Newton’s theory of gravity says that objects are attracted to each other by a force that depends on the distance between them at that time.

But Relativity had abolished the concept of absolute time. So there was no way to define when the distance between the masses should be measured.

Thus Newton’s theory of gravity was not consistent with special relativity and had to be modified.

Over the next 11 years, Einstein developed a new theory of gravity called General Relativity.

Gravity in general relativity is different from Newton’s.

Instead, it is based on space-time being:

  • curved, not flat
  • distorted by the mass and energy in it.

A good way to picture curvature is to think of the earth’s surface.

The earth’s surface is only two-dimensional because there are only north/south and east/west.

The geometry of curved spaces such as the earth’s surface is not the Euclidean geometry we are familiar with. For example, on the earth’s surface, the shortest distance between two points—which we know as a line in Euclidean geometry—is the path connecting the two points along what is called a great circle.

A great circle is a circle along the earth’s surface whose center coincides with the center of the earth. The equator is an example of a great circle, and so is any circle obtained by rotating the equator along different diameters.

Imagine, say, that you wanted to travel from New York to Madrid, two cities that are at almost the same latitude.

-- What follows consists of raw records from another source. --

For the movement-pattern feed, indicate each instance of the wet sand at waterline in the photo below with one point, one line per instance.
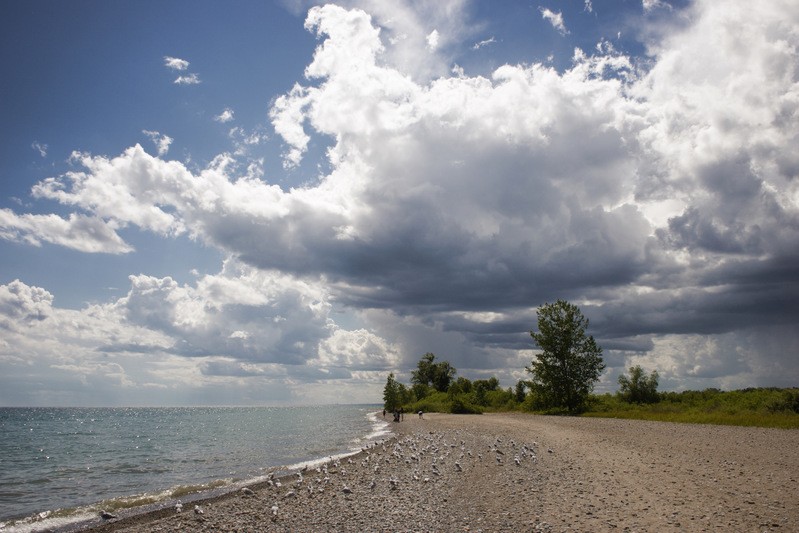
(516, 472)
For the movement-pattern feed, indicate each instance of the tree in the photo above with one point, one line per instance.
(520, 391)
(391, 394)
(429, 373)
(639, 388)
(570, 363)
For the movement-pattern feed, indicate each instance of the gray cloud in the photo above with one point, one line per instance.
(661, 201)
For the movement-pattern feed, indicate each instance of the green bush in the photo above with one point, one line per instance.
(461, 406)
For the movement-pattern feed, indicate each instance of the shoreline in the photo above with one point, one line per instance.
(510, 472)
(85, 516)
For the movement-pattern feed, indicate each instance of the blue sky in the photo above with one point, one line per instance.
(281, 202)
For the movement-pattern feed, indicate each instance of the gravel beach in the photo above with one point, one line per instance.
(517, 472)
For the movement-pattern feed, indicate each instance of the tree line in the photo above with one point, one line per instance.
(562, 375)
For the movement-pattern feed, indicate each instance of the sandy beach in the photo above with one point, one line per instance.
(515, 472)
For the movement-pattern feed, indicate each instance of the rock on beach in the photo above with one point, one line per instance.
(517, 472)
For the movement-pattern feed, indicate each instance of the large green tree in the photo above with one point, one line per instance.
(570, 362)
(392, 394)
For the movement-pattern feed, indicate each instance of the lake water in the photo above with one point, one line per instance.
(61, 465)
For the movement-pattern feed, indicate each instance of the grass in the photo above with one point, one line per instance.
(757, 407)
(763, 407)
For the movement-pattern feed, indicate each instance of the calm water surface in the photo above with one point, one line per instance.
(60, 464)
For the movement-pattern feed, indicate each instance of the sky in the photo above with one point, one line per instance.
(279, 203)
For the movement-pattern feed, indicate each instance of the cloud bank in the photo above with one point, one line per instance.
(662, 196)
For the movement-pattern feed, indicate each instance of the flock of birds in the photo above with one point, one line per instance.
(421, 458)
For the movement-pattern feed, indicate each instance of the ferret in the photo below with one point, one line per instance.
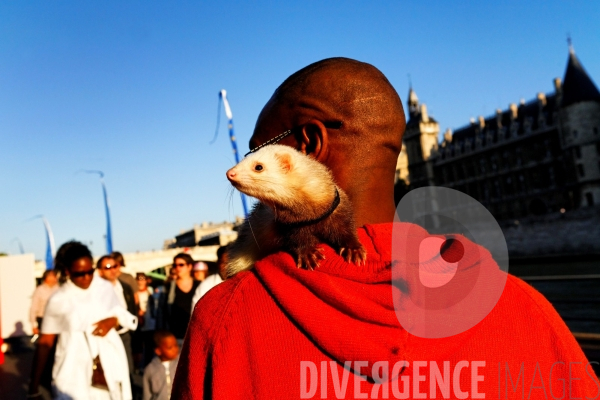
(300, 207)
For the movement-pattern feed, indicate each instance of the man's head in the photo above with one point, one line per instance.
(183, 264)
(108, 268)
(49, 277)
(200, 271)
(75, 260)
(347, 115)
(165, 345)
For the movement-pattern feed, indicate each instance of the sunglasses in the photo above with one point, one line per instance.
(280, 137)
(81, 274)
(109, 266)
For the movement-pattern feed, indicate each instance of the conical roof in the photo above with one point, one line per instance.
(577, 86)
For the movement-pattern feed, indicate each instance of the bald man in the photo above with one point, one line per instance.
(279, 332)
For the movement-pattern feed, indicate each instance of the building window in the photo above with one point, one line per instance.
(590, 199)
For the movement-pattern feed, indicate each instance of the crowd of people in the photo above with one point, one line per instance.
(97, 326)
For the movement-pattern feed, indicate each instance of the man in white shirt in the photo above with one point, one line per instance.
(110, 270)
(214, 279)
(40, 298)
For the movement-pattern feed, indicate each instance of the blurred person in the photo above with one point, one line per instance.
(200, 271)
(124, 276)
(145, 291)
(109, 270)
(180, 294)
(159, 374)
(260, 332)
(81, 318)
(142, 337)
(40, 297)
(171, 275)
(215, 278)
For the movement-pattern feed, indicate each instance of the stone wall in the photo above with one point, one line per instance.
(575, 232)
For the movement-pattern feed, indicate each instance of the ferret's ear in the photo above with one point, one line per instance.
(285, 161)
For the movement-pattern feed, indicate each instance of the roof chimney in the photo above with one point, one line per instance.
(542, 98)
(424, 116)
(514, 111)
(557, 85)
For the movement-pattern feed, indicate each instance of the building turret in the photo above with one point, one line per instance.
(577, 86)
(580, 129)
(413, 104)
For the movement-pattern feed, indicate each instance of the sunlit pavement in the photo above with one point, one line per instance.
(14, 373)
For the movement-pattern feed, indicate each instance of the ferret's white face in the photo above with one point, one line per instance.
(265, 174)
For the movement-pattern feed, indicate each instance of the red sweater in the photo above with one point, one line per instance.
(279, 332)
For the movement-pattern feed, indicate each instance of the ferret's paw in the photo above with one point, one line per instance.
(355, 255)
(310, 259)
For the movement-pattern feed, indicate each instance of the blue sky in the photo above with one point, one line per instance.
(131, 88)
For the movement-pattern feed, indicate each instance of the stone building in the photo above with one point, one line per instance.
(534, 158)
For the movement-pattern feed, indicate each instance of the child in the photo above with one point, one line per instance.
(159, 374)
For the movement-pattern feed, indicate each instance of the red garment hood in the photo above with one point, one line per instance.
(348, 310)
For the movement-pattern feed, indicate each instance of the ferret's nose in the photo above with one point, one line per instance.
(231, 174)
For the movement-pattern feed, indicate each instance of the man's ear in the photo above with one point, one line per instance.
(315, 139)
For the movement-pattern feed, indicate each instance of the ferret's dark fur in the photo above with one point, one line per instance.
(295, 192)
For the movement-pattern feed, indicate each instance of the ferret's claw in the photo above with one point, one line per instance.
(310, 260)
(356, 255)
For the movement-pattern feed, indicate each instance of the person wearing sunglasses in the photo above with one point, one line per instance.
(81, 318)
(110, 270)
(180, 296)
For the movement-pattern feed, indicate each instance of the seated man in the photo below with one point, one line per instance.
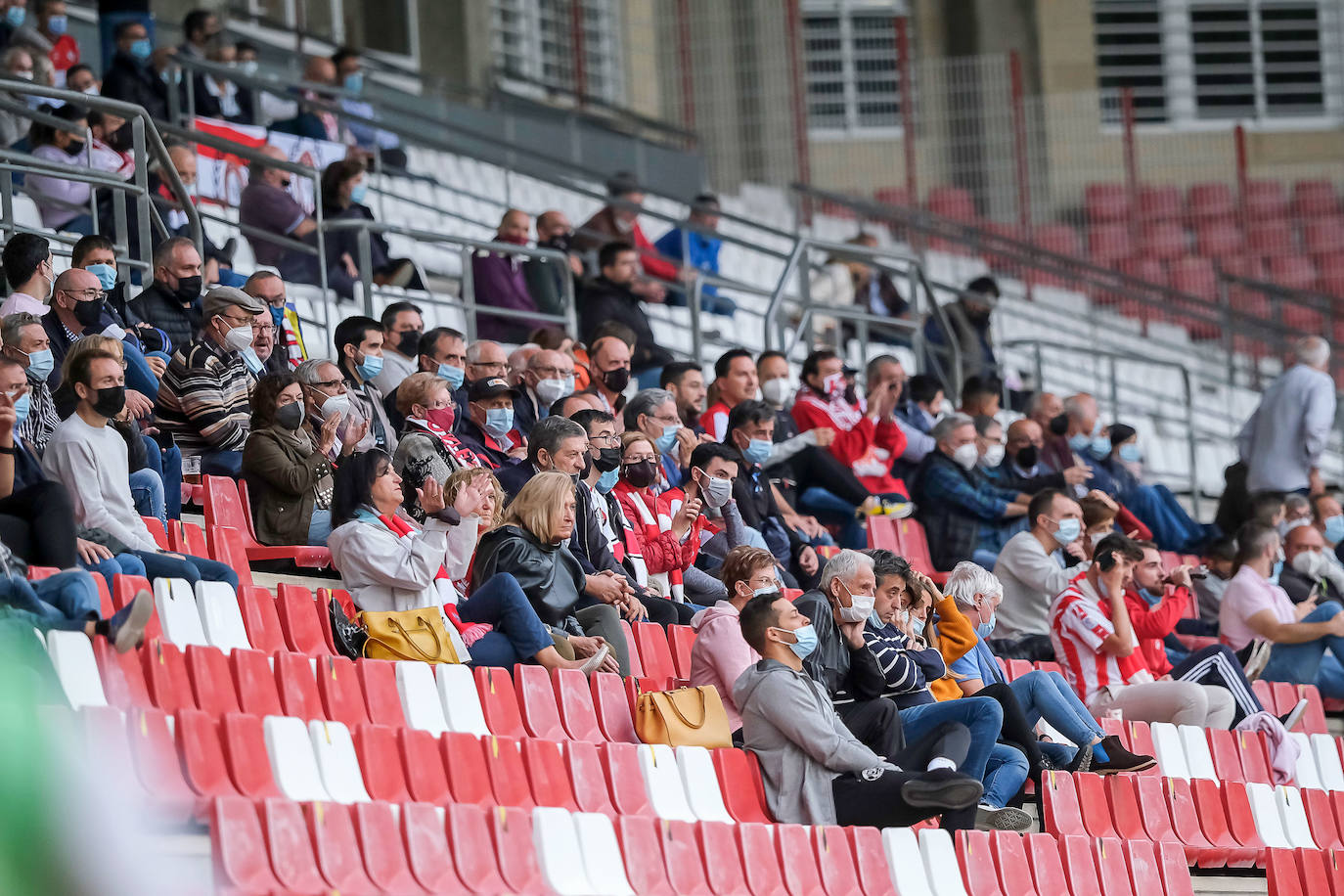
(1092, 640)
(1308, 640)
(867, 441)
(203, 399)
(962, 510)
(718, 653)
(815, 771)
(89, 458)
(736, 381)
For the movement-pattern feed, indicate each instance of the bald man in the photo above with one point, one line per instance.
(499, 283)
(547, 378)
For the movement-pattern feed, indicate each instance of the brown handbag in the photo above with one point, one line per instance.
(409, 634)
(683, 718)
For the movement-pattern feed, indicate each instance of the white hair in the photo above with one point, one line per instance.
(967, 579)
(1314, 351)
(844, 565)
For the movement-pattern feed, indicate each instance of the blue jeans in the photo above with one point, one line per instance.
(160, 565)
(67, 601)
(167, 464)
(517, 636)
(147, 492)
(1307, 662)
(981, 715)
(1005, 776)
(320, 525)
(124, 563)
(1046, 694)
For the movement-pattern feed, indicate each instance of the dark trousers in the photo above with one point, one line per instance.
(38, 524)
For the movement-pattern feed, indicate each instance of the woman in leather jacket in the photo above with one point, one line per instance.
(531, 546)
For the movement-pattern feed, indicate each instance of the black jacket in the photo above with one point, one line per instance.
(549, 575)
(605, 301)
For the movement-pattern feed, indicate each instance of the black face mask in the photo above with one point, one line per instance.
(617, 379)
(189, 289)
(640, 474)
(109, 402)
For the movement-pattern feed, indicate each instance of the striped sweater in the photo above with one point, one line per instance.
(203, 399)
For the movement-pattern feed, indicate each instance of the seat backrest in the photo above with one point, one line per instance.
(291, 760)
(941, 866)
(221, 618)
(176, 607)
(906, 861)
(701, 784)
(71, 655)
(557, 848)
(460, 700)
(336, 762)
(420, 701)
(663, 782)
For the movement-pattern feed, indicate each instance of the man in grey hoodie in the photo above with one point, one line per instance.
(815, 771)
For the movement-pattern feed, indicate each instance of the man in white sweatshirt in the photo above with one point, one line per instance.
(89, 458)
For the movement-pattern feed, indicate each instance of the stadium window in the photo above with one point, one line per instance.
(1191, 61)
(851, 71)
(532, 42)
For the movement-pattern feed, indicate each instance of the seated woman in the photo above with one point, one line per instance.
(532, 546)
(426, 445)
(1042, 694)
(390, 564)
(290, 478)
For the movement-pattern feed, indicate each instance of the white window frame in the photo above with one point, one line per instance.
(845, 11)
(1179, 71)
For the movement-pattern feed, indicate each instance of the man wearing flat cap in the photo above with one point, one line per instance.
(203, 398)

If the earth were flat, the shortest route would be to head straight east. If you did that, you would arrive in Madrid after traveling 3,707 miles. But due to the earth’s curvature, there is a path that on a flat map looks curved and hence longer, but which is actually shorter.

You can get there in 3,605 miles if you follow the great-circle route, which is to first head northeast, then gradually turn east, and then southeast. The difference in distance between the two routes is due to the earth’s curvature, and a sign of its non-Euclidean geometry. Airlines know this, and arrange for their pilots to follow great-circle routes whenever practical.

According to Newton’s laws of motion, objects such as cannonballs, croissants, and planets move in straight lines unless acted upon by a force, such as gravity.

But in Einstein’s theory, gravity is not a force. Rather, it is a consequence of the fact that mass distorts space-time, creating curvature.

In Einstein’s theory, objects move on geodesics, which are the nearest things to straight lines in a curved space. Lines are geodesics on the flat plane, and great circles are geodesics on the surface of the earth.

In the absence of matter, the geodesics in 4D space-time correspond to lines in three-dimensional space. But when matter is present, distorting space-time, the paths of bodies in the corresponding three-dimensional space curve in a manner that in Newtonian theory was explained by the attraction of gravity.

When space-time is not flat, objects’ paths appear to be bent, giving the impression that a force is acting on them.